Additional Participants

Graduate Student

Kevin Du Clos

NonStudent Research Assistant

Katelyn Hunt

Project Period

June 2009-September 2013

Level of Access

Open-Access Report

Grant Number

0851172

Submission Date

1-27-2014

Abstract

Benthic community composition is changing at an alarming rate in many coastal regions. At the extreme of macrofaunal change, "dead zones" are growing in number, frequency and extent. Ecological extinction is occurring in many localities before the functional roles of the lost species are understood even crudely. Subsurface deposit feeders dominate particulate bioturbation and control the burial of organic matter, the primary process by which carbon is removed globally from contact with the biosphere and locked away for geological time. Very little is known, however, regarding the mechanics, spatial geometry and selectivity of their food acquisition and their mechanisms of particle translation. The absence of that information effectively blocks the use of sophisticated, agent-based or automaton models that project deposit-feeder effects on substrata from ecological to geological time. Two principal obstacles have blocked understanding. One is the difficulty of making direct observations through mud. The second is a lack of understanding of the mechanics of the medium on the space and time scales of animal burrowing and feeding. Both problems have been greatly alleviated simultaneously, making this work possible now.

Physics of the medium constrain what is possible. They also determine in concert with other features (e.g., food quality of the medium) what behaviors and processing rates are optimal. The investigators have two simultaneous goals. One is to test hypotheses about how subsurface deposit feeders free particles from the medium that they crack, and the other is to measure the per-event and per-individual sedimentary consequences in the context of particulate bioturbation. They will systematically do so in the major polychaete groups of subsurface deposit feeders and opportunistically do so in other subsurface deposit feeders. Explicit hypotheses to be tested (phrased as the more interesting alternative hypothesis rather than the null) include: that crack propagation produces elastic-plastic deformation, mixing sediment at the crack tip; that crack propagation displaces particles gravitationally, that friction of animal surfaces with crack boundaries displaces particles; and, that unsteady flows in the burrow created by pressure pulses associated with crack propagation free particles from the matrix and displace them.

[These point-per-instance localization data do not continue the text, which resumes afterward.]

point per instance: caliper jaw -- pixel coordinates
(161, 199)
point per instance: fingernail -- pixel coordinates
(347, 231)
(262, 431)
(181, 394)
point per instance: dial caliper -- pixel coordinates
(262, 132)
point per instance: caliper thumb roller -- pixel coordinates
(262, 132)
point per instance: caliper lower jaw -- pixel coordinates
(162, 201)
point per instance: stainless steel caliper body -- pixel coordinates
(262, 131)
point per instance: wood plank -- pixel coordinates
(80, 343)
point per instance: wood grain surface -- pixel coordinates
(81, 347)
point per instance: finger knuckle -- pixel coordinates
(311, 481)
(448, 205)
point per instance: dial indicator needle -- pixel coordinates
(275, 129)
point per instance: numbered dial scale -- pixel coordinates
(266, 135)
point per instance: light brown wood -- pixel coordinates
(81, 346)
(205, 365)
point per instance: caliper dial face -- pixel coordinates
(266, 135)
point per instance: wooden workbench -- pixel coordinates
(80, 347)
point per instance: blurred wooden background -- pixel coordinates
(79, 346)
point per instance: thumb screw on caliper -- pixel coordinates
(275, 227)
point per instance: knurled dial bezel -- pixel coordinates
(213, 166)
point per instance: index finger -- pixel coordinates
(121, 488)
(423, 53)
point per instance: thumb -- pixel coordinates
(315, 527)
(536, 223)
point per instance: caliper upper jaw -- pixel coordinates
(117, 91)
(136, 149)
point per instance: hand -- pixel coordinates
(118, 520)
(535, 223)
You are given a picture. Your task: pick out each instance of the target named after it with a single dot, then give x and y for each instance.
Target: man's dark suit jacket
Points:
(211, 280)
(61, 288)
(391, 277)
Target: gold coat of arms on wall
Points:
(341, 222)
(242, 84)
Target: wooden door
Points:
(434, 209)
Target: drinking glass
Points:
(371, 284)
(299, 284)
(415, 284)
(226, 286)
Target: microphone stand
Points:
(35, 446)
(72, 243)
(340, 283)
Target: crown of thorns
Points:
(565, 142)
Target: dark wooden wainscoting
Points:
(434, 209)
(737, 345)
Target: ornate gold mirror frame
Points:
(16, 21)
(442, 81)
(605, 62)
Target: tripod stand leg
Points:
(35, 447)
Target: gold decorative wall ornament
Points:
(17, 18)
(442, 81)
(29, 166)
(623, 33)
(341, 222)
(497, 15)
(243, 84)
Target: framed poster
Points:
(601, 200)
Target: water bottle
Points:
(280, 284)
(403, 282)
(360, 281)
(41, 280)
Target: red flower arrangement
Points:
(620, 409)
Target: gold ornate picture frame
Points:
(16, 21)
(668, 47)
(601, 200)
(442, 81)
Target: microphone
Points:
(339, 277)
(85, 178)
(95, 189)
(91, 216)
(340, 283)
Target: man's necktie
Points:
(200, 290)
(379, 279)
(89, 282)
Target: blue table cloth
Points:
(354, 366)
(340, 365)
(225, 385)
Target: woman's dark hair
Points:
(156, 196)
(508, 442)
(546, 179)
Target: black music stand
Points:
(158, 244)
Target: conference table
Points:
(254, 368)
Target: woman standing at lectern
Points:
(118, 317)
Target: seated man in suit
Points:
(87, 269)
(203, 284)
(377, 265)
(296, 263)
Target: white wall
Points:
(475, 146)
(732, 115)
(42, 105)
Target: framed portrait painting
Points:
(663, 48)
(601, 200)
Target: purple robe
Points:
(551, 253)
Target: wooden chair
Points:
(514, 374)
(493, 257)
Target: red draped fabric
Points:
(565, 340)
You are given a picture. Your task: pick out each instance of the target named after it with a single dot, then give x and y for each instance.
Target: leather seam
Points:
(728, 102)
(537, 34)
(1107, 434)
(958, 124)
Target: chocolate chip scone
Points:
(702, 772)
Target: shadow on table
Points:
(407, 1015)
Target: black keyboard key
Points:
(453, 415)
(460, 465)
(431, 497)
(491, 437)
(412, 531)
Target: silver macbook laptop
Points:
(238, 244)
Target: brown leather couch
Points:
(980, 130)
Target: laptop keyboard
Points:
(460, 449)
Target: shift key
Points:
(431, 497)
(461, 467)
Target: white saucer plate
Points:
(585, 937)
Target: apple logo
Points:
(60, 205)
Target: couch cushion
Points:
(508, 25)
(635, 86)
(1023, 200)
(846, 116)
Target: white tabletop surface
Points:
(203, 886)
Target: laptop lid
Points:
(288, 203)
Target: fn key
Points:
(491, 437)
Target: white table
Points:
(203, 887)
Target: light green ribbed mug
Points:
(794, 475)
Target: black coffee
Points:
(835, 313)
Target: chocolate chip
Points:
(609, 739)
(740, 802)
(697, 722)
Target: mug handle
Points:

The broader impacts include a better understanding and development of updated diagrams for textbooks showing what seabed invertebrates do and how they do it. In addition, the investigators will work with COSEE-OS to produce compelling and accurate graphics about the role of bioturbation in complicating interpretation of the geological record and in gating the step in the carbon cycle that removes carbon from contact with the current biosphere. This outreach is designed to cover the spectrum of specialists and interested students of all ages who want to be informed about the ecology of the seabed and its role in global carbon cycling.